NSX-v under the hood: VXLAN ARP suppression

When troubleshooting, it’s important to know how the system is supposed to work, so that one can tell whether the currently observed behaviour is normal or not.

This post covers VXLAN ARP suppression in NSX-v.

NSX-v Logical Switches, implemented as VXLAN, include ARP suppression functionality (which can be turned off per logical switch as of NSX 6.1). This functionality is there to minimise the amount of ARP traffic flooding within individual VXLAN segments, ie., between VMs connected to the same Logical Switch.

Disclaimer: this post uses a few unsupported/undocumented commands, which means “if you use them and break something, it’s 100% your responsibility“. The primary purpose of this post is reader education, not call to action.

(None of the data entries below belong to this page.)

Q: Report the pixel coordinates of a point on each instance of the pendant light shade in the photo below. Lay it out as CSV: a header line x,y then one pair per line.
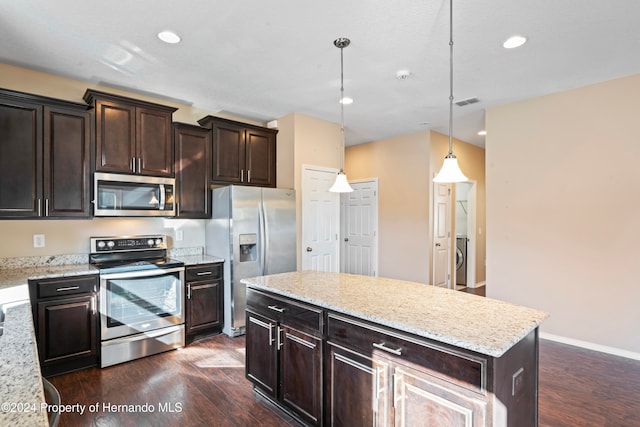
x,y
341,185
450,171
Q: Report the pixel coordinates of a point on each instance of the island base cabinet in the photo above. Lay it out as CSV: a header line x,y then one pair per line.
x,y
261,353
353,377
300,372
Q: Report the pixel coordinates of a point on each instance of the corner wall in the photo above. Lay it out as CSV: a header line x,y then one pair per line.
x,y
563,212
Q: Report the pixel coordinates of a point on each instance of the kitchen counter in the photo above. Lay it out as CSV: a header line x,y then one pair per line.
x,y
20,378
483,325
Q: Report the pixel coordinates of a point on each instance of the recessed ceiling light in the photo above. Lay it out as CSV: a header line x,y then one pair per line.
x,y
169,37
514,41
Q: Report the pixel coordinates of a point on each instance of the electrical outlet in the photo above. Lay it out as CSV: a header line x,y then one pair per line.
x,y
38,240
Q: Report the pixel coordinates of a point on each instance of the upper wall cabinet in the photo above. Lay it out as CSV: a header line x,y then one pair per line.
x,y
193,162
132,136
44,157
241,153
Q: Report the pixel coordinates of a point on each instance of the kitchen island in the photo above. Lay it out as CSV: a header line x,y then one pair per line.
x,y
339,349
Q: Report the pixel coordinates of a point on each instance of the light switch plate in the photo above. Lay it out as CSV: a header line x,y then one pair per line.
x,y
38,240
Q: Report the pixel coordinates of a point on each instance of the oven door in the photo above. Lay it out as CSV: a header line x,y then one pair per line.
x,y
141,300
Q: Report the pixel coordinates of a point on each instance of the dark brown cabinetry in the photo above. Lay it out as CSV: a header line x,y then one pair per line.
x,y
284,353
376,375
193,165
44,157
241,153
204,299
132,136
66,322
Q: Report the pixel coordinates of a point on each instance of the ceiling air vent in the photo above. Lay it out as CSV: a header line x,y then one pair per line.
x,y
467,101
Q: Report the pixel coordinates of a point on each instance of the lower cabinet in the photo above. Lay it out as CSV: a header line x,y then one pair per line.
x,y
204,300
66,323
284,354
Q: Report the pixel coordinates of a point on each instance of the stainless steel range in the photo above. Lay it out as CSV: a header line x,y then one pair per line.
x,y
141,297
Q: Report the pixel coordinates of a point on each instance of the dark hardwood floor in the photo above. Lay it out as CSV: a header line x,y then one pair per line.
x,y
204,385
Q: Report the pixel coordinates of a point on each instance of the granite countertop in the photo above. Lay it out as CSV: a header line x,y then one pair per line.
x,y
483,325
20,378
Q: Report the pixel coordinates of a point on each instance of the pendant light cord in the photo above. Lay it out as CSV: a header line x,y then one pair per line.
x,y
450,78
342,109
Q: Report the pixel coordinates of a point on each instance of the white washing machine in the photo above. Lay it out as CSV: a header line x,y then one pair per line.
x,y
461,260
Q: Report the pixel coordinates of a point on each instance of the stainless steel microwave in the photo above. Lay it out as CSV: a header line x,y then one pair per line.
x,y
133,195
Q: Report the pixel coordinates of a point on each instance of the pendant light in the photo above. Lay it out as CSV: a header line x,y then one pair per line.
x,y
341,185
450,171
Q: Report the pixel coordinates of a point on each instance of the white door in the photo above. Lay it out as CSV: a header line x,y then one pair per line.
x,y
360,229
320,220
441,235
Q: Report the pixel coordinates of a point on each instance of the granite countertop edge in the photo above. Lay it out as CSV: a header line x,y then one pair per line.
x,y
493,349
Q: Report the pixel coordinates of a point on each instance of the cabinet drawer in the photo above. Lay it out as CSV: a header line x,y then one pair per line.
x,y
466,369
67,286
285,310
203,272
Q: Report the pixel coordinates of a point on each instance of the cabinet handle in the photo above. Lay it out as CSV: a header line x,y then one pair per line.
x,y
271,338
276,308
68,288
381,346
280,340
397,393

VXLAN ARP suppression is a function of Switch Security module (SwSec), which is a dvFilter attached to VMs’ vNICs.

We can see that dvFilter with summarize-dvfilter command:

[skip]
...
world 1442427 vmm0:web-sv-02a vcUuid:'50 26 b7 4d c5 6c 1e d9-47 c0 09 25 95 80 2f ad'
 port 50331657 web-sv-02a.eth0
  vNic slot 2
   name: nic-1442427-eth0-vmware-sfw.2
   agentName: vmware-sfw
   state: IOChain Attached
   vmState: Detached
   failurePolicy: failClosed
   slowPathID: none
   filter source: Dynamic Filter Creation
  vNic slot 1
   name: nic-1442427-eth0-dvfilter-generic-vmware-swsec.1
   agentName: dvfilter-generic-vmware-swsec <= Here it is
   state: IOChain Attached
   vmState: Detached
   failurePolicy: failClosed
   slowPathID: none
   filter source: Alternate Opaque Channel

Note: DLR is connected to a special VDS port called “vdrPort”, which doesn’t have SwSec dvFilter; therefore DLR does not benefit from VXLAN ARP suppression. I will cover details on DLR ARP resolution process in a future post.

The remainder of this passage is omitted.